Harlow Putty wurde in seiner Wohnung gefunden. Er lag in seinem Bett, und sein Gesicht war sehr entstellt. Putty wohnte in einem Apartmenthaus, verfügte über zwei Zimmer mit Kochnische und Bad und pflegte bei offenem Fenster zu schlafen. Durch das offene Fenster war der Mörder gekommen. Es gibt eine polizeiliche Anordnung in New York, nach der alle Zimmer eines Hauses einen Notweg zur Feuerleiter an der Rückfront haben müssen. Diese Anordnung hat den Kollegen vom Einbruch- und Morddezernat schon viele Sorgen bereitet, denn bei über fünfundzwanzig Prozent aller Verbrechen, die innerhalb einer Wohnung geschehen, sind der oder die Täter über die Feuerleiter eingedrungen. Über diesen bequemen Weg kam auch der Mörder Harlow Puttys, und auf die gleiche Weise verließ er den Tatort. Die Rückfront des Apartmenthauses blickte auf ein noch unbebautes Gelände, so daß er von hier Entdeckung kaum zu fürchten hatte.

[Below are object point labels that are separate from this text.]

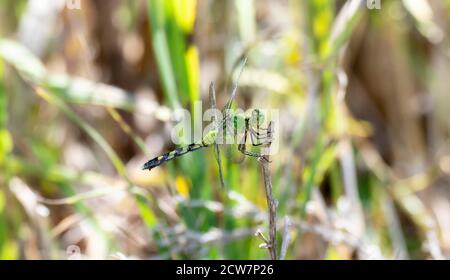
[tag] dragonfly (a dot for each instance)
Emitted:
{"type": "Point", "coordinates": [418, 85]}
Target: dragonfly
{"type": "Point", "coordinates": [233, 128]}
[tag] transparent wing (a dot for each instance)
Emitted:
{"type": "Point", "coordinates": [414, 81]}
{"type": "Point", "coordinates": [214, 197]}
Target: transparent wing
{"type": "Point", "coordinates": [212, 99]}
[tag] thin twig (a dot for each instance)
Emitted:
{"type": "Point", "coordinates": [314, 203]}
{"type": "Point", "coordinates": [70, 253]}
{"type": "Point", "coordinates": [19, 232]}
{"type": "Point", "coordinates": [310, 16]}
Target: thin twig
{"type": "Point", "coordinates": [286, 238]}
{"type": "Point", "coordinates": [272, 246]}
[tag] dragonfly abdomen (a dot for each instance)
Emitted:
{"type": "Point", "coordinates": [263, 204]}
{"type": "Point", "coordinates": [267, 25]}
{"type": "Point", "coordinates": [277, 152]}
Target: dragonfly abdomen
{"type": "Point", "coordinates": [171, 155]}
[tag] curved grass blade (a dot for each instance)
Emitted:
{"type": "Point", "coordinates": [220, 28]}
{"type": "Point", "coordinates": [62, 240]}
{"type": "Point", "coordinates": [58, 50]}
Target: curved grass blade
{"type": "Point", "coordinates": [212, 100]}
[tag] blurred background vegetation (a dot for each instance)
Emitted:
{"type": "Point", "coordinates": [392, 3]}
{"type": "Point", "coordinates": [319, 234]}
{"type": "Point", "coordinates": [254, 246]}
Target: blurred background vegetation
{"type": "Point", "coordinates": [87, 96]}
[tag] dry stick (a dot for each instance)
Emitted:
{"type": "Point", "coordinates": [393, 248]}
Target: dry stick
{"type": "Point", "coordinates": [272, 246]}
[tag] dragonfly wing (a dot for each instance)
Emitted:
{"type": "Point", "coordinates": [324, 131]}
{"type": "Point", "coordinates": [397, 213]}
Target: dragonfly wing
{"type": "Point", "coordinates": [212, 97]}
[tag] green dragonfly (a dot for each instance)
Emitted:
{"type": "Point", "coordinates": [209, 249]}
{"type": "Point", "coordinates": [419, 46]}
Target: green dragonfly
{"type": "Point", "coordinates": [233, 128]}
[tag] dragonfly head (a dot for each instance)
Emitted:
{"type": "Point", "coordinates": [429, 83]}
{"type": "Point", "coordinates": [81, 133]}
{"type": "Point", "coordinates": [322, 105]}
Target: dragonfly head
{"type": "Point", "coordinates": [257, 118]}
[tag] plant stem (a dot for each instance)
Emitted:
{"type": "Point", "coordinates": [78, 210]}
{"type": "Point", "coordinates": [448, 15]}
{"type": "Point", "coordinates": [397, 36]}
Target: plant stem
{"type": "Point", "coordinates": [264, 161]}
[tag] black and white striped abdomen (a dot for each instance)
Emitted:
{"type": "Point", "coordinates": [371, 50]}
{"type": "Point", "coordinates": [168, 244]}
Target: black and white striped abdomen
{"type": "Point", "coordinates": [171, 155]}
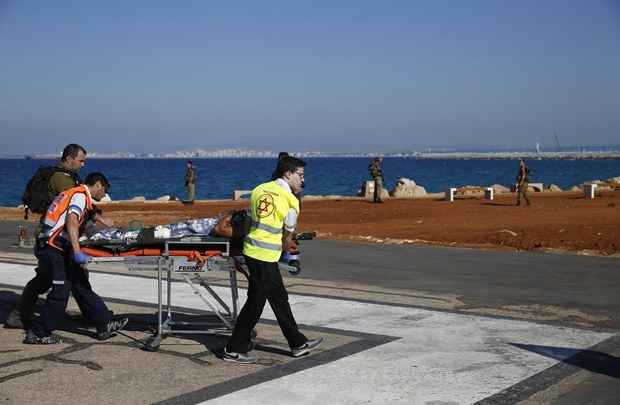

Obwohl sich die Morde alle in New York oder in der nächsten Umgebung abgespielt hatten, ging nach der Tat an Harlow eine Welle von Erregung durch ganz Amerika. Der City Police wurde die ganze Sache zu haarig, und sie fragte höflich an, ob diese Verbrechen, mit deren Ausdehnung auf die Staaten man ja rechnen mußte, nicht eine Sache für das FBI, die Bundespolizei, sei.
Washington informierte den Chef des New Yorker Hauptquartiers, Mr. High, meinen Chef, daß er die Aufklärung der Boxer-Morde zu übernehmen habe. Die Mordkommission der Stadtpolizei lieferte Akten und Beweisstücke bei uns ab, Mr. High führte eine freundliche Unterredung mit Phil Decker und mir, und damit hatten wir die Boxer-Morde in den Händen oder, genauer gesagt, am Hals. Natürlich war uns die ganze Sache nicht gerade neu.
Phil und ich zogen uns mit den Aktenstößen in meine Wohnung zurück. Mr. High hatte uns den ganzen Nachmittag gegeben, und wir machten uns einen gemütlichen Abend damit.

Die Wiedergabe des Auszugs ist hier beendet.